With that in mind, here are a few other important documents someone in their last years should have in place…


Make sure your ailing parent has a will 

This is ground zero for estate planning! Fortunately, though writing a last will and testament was once the exclusive domain of lawyers, today the process has been democratized and simplified by the Internet.

Check out any of these online sites that will help you draw up a legal will for free in 15 minutes or less.

Don’t forget a medical power of attorney, too! 

A healthcare or medical power of attorney is a legal document that names you as the adult child of an ailing parent as their “medical agent.”

Unlike a durable power of attorney, which only addresses the financial part of the picture, a medical power of attorney form is strictly for health care choices should your parent become incapacitated.

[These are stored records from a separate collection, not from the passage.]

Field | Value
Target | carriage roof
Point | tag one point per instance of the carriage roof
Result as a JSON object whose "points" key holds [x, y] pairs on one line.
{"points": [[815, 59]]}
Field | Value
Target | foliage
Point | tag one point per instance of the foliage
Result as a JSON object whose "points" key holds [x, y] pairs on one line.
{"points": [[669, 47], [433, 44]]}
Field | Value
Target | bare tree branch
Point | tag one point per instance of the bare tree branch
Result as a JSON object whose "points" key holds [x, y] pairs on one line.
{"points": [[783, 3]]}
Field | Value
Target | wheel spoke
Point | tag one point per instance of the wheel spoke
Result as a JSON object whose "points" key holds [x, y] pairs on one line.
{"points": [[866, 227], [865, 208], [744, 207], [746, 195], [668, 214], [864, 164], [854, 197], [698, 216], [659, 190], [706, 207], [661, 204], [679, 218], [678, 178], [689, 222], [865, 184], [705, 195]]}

When this document is signed, the power is your hands to make informed medical decisions on your aging parent’s behalf after consulting with their doctors.

For a list of medical power of attorney forms by state, click here.

Other considerations

The Montana State University Extension offers the following suggestions if you’re watching over the finances of an elderly parent:

  • Does your parent have a living will in place? A good medical power of attorney document should supersede the need for a living will, but you can never be too prepared!
  • Many older people have a safe deposit box with important papers, such as birth and marriage certificates, dissolution of marriage documents, Social Security and military service records and other valuables. Know where the box and key are located. Do an inventory with your parent to determine the contents and make a list for easy reference.
  • Know where life, health and property insurance policies are kept.
  • Keep an updated list of investments, including stocks and bonds, savings accounts, certificates of deposit, etc.
  • Maintain an updated list of personal and real property that your parent owns.
  • Locate the contact info for any financial advisors your parent uses.
  • Will survivors be entitled to any kind of death benefit after the parent passes away? If so, whom should the survivors contact to start the claims process?